I've a little confusion about a bounded function and a bounded operator.
I know that , "Every operator is a function but not conversely". For an operator the co-domain set should must be a linear space but for a function co-domain is any arbitrary set.
Now two definitions :
" A function $f:A\to B$ is said to be bounded if there exists a positive constant $M$ such that $|f(x)|\le M$ , for all $x\in A$."
"An operator $T:X\to Y$ is said to be bounded if there exists a positive constant $M$ such that $\lVert T(x)\rVert\le M\lVert x\rVert$ , for all $x\in X$."

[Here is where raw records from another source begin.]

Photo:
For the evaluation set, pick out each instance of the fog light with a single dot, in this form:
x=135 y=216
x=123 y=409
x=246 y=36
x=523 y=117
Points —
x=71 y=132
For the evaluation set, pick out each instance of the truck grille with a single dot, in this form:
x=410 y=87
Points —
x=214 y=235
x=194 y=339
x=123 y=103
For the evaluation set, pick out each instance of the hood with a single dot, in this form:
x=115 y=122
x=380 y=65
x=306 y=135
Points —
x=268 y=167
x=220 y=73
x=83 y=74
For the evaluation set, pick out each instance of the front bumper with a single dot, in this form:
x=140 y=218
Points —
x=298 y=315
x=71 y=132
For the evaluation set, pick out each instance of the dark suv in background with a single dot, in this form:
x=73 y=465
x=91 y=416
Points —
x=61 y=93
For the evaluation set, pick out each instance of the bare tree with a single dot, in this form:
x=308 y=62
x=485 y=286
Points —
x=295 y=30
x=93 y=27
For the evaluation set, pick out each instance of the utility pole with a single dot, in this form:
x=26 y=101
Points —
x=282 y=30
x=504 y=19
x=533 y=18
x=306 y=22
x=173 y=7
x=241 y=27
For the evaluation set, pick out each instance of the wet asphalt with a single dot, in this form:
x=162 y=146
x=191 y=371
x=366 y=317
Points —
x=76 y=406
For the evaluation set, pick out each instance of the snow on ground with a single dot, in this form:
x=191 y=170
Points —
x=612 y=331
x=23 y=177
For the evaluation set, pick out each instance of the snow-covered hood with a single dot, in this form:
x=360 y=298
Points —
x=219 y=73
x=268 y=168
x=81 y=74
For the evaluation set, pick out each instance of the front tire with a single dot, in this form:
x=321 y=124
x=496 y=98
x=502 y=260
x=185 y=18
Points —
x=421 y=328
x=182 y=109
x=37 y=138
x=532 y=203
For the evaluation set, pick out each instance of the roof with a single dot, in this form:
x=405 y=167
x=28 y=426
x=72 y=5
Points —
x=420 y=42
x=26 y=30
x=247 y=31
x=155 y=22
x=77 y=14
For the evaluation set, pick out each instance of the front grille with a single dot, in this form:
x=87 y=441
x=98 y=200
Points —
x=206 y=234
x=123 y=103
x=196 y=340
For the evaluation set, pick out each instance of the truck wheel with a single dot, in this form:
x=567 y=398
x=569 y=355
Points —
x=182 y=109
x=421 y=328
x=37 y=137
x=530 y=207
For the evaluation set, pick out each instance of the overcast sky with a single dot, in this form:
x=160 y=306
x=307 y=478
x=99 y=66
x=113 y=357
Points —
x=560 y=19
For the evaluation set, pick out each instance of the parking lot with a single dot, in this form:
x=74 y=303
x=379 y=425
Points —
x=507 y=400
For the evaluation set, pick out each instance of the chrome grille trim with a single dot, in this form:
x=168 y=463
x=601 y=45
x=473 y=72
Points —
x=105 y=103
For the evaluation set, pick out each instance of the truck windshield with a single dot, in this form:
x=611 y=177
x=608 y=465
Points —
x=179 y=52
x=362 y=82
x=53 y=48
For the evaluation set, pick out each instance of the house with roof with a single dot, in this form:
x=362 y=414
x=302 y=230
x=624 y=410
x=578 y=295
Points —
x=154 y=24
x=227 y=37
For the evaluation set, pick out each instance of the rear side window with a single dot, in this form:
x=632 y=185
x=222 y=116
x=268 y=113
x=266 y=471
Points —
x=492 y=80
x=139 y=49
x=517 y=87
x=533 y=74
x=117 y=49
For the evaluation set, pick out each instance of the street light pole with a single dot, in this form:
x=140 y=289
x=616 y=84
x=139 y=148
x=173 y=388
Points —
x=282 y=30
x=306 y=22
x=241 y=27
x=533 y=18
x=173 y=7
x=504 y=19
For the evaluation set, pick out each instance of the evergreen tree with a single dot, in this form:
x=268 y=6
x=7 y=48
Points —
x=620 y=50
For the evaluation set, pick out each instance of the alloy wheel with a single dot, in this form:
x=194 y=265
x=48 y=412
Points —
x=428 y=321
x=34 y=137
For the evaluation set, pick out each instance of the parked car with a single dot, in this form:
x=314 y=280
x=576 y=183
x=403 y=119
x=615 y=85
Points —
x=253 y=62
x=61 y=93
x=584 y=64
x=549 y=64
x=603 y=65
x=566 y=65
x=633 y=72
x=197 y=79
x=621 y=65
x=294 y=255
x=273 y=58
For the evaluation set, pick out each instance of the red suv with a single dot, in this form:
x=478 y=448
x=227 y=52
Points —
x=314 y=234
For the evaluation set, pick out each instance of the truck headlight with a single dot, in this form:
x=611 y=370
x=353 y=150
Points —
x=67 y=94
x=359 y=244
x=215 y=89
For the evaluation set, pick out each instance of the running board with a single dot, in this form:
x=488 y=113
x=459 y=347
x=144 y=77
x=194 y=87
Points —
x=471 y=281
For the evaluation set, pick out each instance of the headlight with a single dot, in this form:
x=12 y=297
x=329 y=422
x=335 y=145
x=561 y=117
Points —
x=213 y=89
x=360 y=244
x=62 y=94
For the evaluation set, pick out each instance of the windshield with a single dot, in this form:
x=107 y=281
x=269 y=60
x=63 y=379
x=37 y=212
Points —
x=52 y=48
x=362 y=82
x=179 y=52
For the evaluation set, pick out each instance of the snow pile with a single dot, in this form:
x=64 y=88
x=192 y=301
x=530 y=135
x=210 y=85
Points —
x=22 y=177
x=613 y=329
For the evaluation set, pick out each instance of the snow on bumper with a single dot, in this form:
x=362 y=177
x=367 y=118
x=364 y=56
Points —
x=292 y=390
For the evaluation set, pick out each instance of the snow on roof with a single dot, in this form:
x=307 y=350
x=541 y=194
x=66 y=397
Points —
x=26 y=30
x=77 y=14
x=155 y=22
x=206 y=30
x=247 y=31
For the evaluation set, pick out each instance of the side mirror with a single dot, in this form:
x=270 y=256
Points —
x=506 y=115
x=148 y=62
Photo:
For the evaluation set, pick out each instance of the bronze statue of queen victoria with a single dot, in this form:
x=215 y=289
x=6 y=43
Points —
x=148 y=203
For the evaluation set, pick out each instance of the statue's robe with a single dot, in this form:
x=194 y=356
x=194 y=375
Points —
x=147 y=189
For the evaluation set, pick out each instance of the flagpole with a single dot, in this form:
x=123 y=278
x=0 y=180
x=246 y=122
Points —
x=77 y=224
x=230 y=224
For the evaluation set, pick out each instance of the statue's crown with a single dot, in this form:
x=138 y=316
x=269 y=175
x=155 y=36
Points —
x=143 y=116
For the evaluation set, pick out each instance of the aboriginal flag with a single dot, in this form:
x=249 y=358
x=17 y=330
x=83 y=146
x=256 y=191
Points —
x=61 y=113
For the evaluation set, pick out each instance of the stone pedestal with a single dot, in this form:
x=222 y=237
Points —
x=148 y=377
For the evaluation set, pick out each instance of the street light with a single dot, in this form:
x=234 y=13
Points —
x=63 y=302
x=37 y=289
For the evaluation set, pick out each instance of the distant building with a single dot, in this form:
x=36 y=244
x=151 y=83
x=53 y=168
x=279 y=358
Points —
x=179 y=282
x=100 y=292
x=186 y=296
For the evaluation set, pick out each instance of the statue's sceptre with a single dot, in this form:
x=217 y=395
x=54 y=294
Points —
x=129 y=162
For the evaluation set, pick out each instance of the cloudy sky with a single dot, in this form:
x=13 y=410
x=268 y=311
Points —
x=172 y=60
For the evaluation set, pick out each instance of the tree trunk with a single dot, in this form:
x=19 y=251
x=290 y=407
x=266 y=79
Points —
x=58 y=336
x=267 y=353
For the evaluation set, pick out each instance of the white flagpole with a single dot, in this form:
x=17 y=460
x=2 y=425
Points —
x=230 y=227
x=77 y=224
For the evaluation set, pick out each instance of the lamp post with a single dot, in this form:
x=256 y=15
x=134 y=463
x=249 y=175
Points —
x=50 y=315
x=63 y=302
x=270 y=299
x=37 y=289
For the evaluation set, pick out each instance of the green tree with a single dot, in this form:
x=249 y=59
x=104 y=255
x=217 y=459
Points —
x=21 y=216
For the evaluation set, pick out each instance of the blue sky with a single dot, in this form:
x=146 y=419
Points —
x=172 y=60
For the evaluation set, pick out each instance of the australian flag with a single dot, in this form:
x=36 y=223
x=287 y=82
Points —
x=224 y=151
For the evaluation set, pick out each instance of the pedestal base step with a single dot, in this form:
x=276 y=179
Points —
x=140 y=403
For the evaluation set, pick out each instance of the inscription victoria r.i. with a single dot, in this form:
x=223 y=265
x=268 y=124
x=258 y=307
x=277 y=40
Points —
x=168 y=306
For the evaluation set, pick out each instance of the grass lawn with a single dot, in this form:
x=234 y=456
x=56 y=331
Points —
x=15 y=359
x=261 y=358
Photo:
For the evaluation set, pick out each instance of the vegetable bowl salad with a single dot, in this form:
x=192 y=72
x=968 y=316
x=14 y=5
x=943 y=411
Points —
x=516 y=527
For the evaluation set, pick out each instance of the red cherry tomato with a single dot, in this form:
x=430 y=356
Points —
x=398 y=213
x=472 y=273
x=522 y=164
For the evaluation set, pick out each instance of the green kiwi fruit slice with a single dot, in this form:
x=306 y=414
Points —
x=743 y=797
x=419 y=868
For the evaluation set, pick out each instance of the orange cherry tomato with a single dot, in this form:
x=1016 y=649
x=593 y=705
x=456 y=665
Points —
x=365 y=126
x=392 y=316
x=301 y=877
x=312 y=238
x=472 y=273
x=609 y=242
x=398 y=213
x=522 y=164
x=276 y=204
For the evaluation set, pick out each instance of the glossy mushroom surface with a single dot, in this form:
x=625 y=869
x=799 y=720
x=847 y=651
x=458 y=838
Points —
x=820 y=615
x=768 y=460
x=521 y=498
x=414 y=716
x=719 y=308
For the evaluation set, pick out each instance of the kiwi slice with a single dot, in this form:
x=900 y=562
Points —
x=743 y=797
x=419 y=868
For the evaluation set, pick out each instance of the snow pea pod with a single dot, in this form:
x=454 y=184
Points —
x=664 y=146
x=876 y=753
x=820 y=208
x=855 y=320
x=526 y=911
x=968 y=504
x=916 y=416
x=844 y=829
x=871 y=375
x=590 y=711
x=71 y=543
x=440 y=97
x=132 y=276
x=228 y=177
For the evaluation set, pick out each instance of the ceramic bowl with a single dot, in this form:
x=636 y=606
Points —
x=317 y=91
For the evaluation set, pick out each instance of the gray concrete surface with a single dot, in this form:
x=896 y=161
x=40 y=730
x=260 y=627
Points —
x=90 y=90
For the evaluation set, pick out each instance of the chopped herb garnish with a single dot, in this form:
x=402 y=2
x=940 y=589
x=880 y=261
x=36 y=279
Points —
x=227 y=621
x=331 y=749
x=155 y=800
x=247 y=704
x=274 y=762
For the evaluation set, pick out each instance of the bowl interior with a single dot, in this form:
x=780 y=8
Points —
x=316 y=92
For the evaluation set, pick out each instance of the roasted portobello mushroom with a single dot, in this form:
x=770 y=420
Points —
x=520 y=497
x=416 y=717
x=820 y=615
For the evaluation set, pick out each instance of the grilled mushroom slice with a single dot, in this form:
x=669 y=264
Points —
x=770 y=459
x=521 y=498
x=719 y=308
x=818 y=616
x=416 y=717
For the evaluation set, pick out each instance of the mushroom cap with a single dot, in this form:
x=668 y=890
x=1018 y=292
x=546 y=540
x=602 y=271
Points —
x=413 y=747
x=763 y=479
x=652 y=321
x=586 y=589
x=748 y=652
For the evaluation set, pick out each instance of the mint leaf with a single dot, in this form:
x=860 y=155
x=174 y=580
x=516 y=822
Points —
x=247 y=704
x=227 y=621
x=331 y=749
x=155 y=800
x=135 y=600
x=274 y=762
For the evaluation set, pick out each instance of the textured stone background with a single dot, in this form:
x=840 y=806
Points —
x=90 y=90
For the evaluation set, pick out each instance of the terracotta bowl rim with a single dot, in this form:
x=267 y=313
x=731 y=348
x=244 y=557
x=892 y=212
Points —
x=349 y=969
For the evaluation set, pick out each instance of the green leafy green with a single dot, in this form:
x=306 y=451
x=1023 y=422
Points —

My Question : As an operator is a function so how I relate the above two definitions ? That means how I can deduce the 1st definition from the 2nd one ?
The ONLY linear operator which is a bounded function is the identically zero one, for if $Tx=y\ne 0$, for some $x$, then $$ \|T(nx)\|=n\|y\|\to \infty, \quad\text{as}\,\,\,n\to\infty. $$ Hence, if $T\not\equiv 0$, then $T$ is not a bounded function.
A bounded linear operator is one which is bounded in any bounded set.
This is equivalent to being continuous. $T$ is bounded iff $T$ is continuous iff $T$ is continuous at $0$.